Now let’s say you already extracted a bunch of data by making API requests with the above-mentioned params, it’s time so that you can determine the way you need to write them to the vacation spot desk.
👉 Reply: Merge/Dedup mode (really useful)
This query considerations the selection of Write disposition or Sync mode. The instant reply is that, given you wish to load your information incrementally, you’ll probably choose to write down your extracted information in both append mode or merge mode (often known as deduplication mode).
Nonetheless, let’s step again to look at our choices extra intently and decide which technique is greatest fitted to incremental loading.
Listed below are the favored write tendencies.
- 🟪 overwrite/change: drop all present data within the vacation spot tables after which insert the extracted data.
- 🟪 append: merely append extracted data to the vacation spot tables.
- 🟪 merge / dedup: insert new(*) data and replace(**) present data.
(*) How do we all know which data are new?: Normally, we’ll use a main key to find out that.
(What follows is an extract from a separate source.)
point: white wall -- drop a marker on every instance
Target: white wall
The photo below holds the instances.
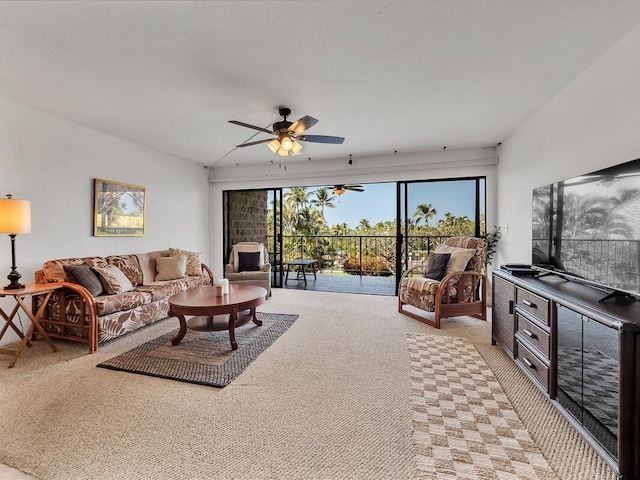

For those who use dlt, their merging technique might be extra subtle than that, together with the excellence between merge_key
and primary_key
(one is used for merging and one is used for dedupication earlier than merging) or dedup_sort
(which data are to be deleted with the identical key within the dedup course of). I’ll go away that half for one more tutorial.
(**) This can be a easy rationalization, if you wish to discover out extra about how dlt handles this merging technique, learn extra here.
👁️👁️ Right here is an instance to assist us perceive the outcomes of various write tendencies.
↪️ On 2024.06.19: We make the primary sync.
🅰️ Information in supply software
️️
🅱️ ️Information loaded to our vacation spot database
It doesn’t matter what sync technique you select, the desk on the vacation spot is actually a replica of the supply desk.
Saved state of updated_at
= 2024–06–03, which is the most recent updated_at
mong the two data we synced.
↪️ On 2024.06.2: We make the second sync.
🅰️ ️️️️️️️Information in supply software
✍️ Adjustments within the supply desk:
- Document id=1 was up to date (gross sales determine).
- Document id=2 was dropped.
- Document id=3 was inserted.
At this sync, we ONLY extract data with the updated_at
> 2024–06–03 (state saved from final sync). Subsequently, we’ll extracted solely document id=1 and id=3. Since document id=2 was faraway from the supply information, there isn’t any method for us to acknowledge this variation.
With the second sync, you now will see the distinction among the many write methods.
🅱️ Information loaded to our vacation spot database
❗ Situation 1: Overwrite
The vacation spot desk will likely be overwritten by the two data extracted this time.
❗ Situation 2: Append
The two extracted data will likely be appended to the vacation spot desk, the prevailing data will not be affected.
❗ Situation 3: Merge or dedup
The two extracted data with id=1 and three will change the prevailing data at vacation spot. This processing is so known as merging or deduplicating. Document id=2 within the vacation spot desk stays intact.
🟢 Takeaways: The merge (dedup) technique might be efficient within the incremental information loading pipeline, but when your desk could be very massive, this dedup course of would possibly take a substantial period of time.